The renewed US support came after Pakistan released a local employee of the Drug Enforcement Agency (DEA), Ayaz Baloch this month.

Police had arrested Ayaz Baloch in April 1997 charging him with ``drug trafficking and anti-state'' activities. Baloch was behind a sting operation that led to the arrest of a Pakistan Air Force officer in April 1997 forcarrying two kg of heroin in an air force plane which had flown to the US to collect spare parts and other equipment.

In retaliation, Pakistani authorities clamped down on US anti-drug operations in the country and ordered the arrest of Baloch an action that brought stinging criticism from the United States government. ``It was Baloch's arrest and not the issue of the delivery of embargoed F-16 aircraft that dominated discussions when Secretary of State Madeleine Albright visited Islamabad late last year,'' disclosed Muhammad Aziz, who works for an Islamabad-based think tank.

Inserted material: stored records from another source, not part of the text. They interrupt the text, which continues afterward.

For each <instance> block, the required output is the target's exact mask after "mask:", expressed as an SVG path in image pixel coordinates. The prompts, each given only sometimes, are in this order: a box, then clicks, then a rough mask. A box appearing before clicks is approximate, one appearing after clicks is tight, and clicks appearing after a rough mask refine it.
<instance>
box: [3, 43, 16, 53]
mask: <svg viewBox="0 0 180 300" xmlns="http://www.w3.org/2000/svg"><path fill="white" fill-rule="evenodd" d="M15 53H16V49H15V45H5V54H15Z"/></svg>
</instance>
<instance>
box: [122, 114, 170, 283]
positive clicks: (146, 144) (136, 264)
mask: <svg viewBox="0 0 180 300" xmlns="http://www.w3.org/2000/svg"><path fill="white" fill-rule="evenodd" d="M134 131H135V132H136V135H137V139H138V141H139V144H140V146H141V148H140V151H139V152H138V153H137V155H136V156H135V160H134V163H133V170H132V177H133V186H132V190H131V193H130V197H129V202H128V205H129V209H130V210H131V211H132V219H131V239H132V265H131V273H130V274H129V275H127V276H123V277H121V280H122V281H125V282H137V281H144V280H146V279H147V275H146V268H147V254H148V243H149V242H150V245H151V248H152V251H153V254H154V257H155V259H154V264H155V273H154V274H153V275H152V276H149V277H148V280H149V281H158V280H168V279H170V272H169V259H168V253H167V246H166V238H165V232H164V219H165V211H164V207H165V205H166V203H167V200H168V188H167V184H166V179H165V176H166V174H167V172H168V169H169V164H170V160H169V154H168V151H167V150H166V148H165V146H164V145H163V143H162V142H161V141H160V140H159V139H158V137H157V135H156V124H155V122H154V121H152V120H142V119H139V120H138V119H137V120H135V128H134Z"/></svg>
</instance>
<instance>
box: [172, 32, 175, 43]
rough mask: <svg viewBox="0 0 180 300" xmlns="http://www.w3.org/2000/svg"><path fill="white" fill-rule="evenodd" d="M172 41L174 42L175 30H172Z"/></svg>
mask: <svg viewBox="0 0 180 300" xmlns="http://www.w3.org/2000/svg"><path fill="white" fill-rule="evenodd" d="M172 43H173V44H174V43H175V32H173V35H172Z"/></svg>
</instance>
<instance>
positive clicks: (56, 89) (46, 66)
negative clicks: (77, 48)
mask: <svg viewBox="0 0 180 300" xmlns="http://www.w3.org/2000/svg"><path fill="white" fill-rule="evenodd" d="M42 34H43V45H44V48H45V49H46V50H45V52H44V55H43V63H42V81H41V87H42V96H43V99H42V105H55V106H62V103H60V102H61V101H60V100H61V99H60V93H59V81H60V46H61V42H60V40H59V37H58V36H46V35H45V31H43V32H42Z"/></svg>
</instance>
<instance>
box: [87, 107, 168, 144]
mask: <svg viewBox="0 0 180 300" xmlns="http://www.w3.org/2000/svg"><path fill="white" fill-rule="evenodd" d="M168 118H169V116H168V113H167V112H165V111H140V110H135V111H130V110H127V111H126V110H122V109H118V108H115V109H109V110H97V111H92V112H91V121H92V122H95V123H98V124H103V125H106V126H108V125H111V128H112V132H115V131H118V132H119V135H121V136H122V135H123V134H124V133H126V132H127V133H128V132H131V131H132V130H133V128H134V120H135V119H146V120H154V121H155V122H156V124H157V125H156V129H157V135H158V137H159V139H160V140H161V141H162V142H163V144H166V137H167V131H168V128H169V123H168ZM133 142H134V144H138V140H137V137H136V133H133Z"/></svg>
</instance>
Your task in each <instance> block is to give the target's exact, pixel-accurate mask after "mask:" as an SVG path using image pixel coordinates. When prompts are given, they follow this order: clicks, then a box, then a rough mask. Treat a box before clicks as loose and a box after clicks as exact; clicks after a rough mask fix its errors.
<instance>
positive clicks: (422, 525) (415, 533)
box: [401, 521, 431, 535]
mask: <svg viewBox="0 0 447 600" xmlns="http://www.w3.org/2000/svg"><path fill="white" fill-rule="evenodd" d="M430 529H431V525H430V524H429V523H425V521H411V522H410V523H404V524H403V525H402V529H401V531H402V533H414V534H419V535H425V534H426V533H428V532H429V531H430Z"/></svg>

The resumption of assistance by the US government is aimed at eradicating poppy cultivation in Pakistan by the year 2000, only two years away. Pakistan is a significant source of opiates and cannabis, producing 75 metric tons of opium in the 1995-96 crop, although the area of cultivation declined by 51 per cent from the previous year thanks to the government's efforts. But officials fear higher production this year because of thelet-up provided by the Ayaz Baloch case. The burly tribesmen in the Swat Valley, armed to the teeth with locally-made guns, were not counting on an early end to the Ayaz Baloch saga, which for them was an unexpected bonanza.

The farmers of the area, most of them tribesmen themselves, were looking forward to their second harvest of the poppy crop, when the government forces launched the operation.

But the Americans edged on the Pakistani government forces, which numbered over 2,000 in this week's operation. The farmers pleaded for a `one-time waiver'' for their crop. The Pakistani authorities refused. Hectic discussions and promises of assistance helped avert a potentially explosive row which would have left hundreds dead.

The Narcotics Affairs Section (NAS) of the US Embassy in Islamabad told mediapersons that the US government had spent 20 million dollars of the promised 25 million dollars in nearby Mohmand and Bajaur. This money went towards providing wells, roads, seeds and fertilizers for parallelcrops. A similar scheme is in the pipeline for Dir, after the end of this week's operation.

Pakistan also battles a serious drug abuse problem. According to a 1993 United Nations survey, the country with a population exceeding 130 million at that time had three million addicts of all kinds, half of whom were heroin addicts.